Few Shot Object Detection

Sai Sree Harsha
OffNote Labs
Published in
6 min readFeb 14, 2021

In this article we will discuss the task of few shot object detection from 2D images. We will first look at what exactly the task of few shot object detection is, and in the remaining two sections discuss two important approaches for the task, namely meta-learning and fine-tuning.

What is few shot object detection ?

Our ability to train machine learning models that generalise to novel concepts without abundant labeled data is still far from satisfactory when compared to human visual systems. Even an infant can easily comprehend new concepts with very few instructions. This ability to generalise from only a few labelled examples is called few-shot learning. Few-shot learning has become a key area of interest in the machine learning community and is an important yet unsolved problem in computer vision.

In the few-shot learning setting, we have a partition of the classes as base and novel classes with many labelled samples for the base classes and only a few labelled samples for novel classes. Specifically, in a K-shot object detection task only K labelled bounding boxes are available for each of the novel classes. The goal is to transfer the knowledge learned on the base classes with abundant samples to under-represented novel classes, so that the model is able to effectively detect objects belonging to novel classes, even though it has seen only K instances of a given novel class during training.

Meta-Learning approaches

A popular solution to the few-shot learning problem is meta-learning, where a meta-learner is designed to parameterise the optimization algorithm or predict the network parameters by “learning to learn”. These meta-learning strategies use simulated few-shot tasks, by sampling from base classes during training, in order to learn the mechanism of how to learn from the few examples in the novel classes. However, much of this work has focused on basic image classification tasks. Unlike image classification, object detection requires the model to not only recognise the object types but also localise the targets among millions of potential regions. This additional task significantly increases the overall complexity.

The general deep-learning models for object detection can be divided into two groups: proposal-based (two-stage) methods and direct (one-stage) methods without proposals. While the R-CNN series and FPN fall into the former line of work, the YOLO series and SSD belong to the latter. In meta-learning approaches, in addition to the base object detection model that is either single-stage or two-stage, a meta-learner is introduced to acquire class-level meta knowledge and help the model generalise to novel classes. This can be acheived through feature re-weighting, such as in FSRW [link] and Meta R-CNN [link], or class-specific weight generation, such as in MetaDet [link].

As shown in Figure 1 the training procedure is also split into a meta-training stage, where the model is only trained on the data of the base classes, and a meta fine-tuning stage, where the support set includes the few examples of the novel classes and a subset of examples from the base classes.

Figure 1: Abstraction of the meta-learning based few-shot object detectors.

The base object detector and the meta-learner are often jointly trained using episodic training. Each episode is composed of a supporting set of N objects and a set of query images.
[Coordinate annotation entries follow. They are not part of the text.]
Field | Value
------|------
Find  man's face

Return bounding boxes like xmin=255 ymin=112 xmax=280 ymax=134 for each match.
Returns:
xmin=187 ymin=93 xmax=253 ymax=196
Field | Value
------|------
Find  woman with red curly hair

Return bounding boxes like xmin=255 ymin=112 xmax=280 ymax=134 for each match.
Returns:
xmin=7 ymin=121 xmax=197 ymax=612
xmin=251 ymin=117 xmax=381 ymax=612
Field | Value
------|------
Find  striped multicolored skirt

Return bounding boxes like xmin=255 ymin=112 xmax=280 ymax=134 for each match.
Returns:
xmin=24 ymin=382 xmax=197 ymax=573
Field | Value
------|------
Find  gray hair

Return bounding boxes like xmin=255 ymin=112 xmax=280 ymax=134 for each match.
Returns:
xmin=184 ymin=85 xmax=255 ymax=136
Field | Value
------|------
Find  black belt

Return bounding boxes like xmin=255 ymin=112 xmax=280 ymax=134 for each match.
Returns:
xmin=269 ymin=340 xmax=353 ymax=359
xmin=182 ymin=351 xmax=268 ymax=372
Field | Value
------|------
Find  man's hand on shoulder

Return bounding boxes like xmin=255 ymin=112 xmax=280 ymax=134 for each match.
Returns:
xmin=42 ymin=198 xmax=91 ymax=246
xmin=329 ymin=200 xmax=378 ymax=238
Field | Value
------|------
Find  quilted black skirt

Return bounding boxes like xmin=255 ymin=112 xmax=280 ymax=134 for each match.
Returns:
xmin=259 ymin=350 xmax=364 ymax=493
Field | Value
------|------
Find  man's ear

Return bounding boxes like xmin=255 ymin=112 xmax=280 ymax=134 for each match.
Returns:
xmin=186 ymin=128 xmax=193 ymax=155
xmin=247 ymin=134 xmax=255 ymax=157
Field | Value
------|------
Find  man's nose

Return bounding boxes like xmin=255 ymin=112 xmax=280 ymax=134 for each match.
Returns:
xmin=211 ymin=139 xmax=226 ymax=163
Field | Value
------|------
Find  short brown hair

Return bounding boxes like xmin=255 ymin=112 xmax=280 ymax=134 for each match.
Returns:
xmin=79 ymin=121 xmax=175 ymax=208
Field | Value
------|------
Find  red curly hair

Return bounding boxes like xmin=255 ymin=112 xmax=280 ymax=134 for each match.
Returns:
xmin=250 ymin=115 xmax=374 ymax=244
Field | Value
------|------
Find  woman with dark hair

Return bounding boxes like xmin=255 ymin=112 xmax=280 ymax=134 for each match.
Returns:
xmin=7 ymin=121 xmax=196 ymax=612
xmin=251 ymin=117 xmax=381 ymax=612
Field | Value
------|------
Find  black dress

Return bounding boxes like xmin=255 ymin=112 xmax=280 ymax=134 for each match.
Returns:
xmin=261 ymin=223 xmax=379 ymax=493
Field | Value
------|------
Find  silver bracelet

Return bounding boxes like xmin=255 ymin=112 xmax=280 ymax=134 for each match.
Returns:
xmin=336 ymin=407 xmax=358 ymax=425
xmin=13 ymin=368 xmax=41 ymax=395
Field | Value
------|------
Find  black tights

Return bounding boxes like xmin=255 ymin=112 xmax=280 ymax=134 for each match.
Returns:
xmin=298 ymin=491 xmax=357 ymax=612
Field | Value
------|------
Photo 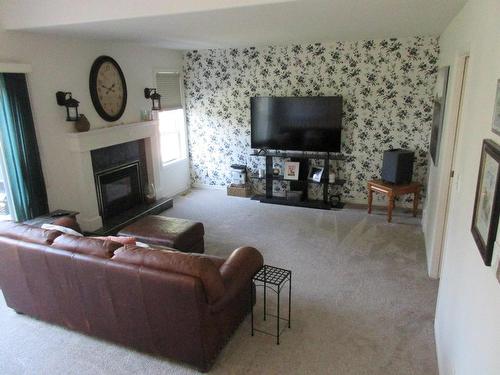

The support images and the binary masks of the annotated objects are used as input to the meta-learner, which generates class re-weighting vectors that modulate the feature representation of the query images.

Fine tuning based approach

A recently proposed method for the task of few-shot object detection, called Frustratingly Simple Few-Shot Object Detection [link], involves a Two-stage Fine tuning Approach (TFA). They adopt the widely used Faster R-CNN, a two-stage object detector, as their base detection model. As shown in Figure 2, the feature learning components of a Faster R-CNN model include the backbone, the Region Proposal Network (RPN), as well as a two-layer fully-connected sub-network which acts as a proposal-level feature extractor. There is also a box predictor composed of a box classifier to classify the object categories and a box regressor to predict the bounding box coordinates. Intuitively, the backbone features as well as the RPN features are class-agnostic. Therefore, features learned from the base classes are likely to transfer to the novel classes without further parameter updates. A key component of the method is to separate the feature representation learning and the box predictor learning into two stages.

Figure 2: Illustration of the two-stage fine-tuning approach

In the first stage, the whole object detection model is trained only on the base classes, with three losses, one applied to the output of the RPN to distinguish foreground from backgrounds and refine the anchors, a cross-entropy loss for the box classifier, and a smoothed L1 loss for the box regressor.

In the second stage, a small balanced training set with K shots per class is created, containing both base and novel classes. The weights of the box prediction networks are randomly initialised and only the box classification and regression networks, namely the last layers of the detection model are trained, while keeping the rest of the model fixed. The same losses used in the first stage are used, but with a smaller learning rate.

The paper also considers using a classifier based on cosine similarity in the second fine-tuning stage. It is found empirically that the instance-level feature normalisation used in the cosine similarity based classifier helps reduce the intra-class variance and improves the detection accuracy of novel classes. Additionally, it leads to minimal decrease in the detection accuracy of base classes when compared to a FC-based classifier, especially when the number of training examples is small.

Results and comparison

The few-shot detection performance (mAP50) of different models on the PASCAL VOC dataset is shown in Table 1 below. The performance is evaluated on three different sets of novel classes.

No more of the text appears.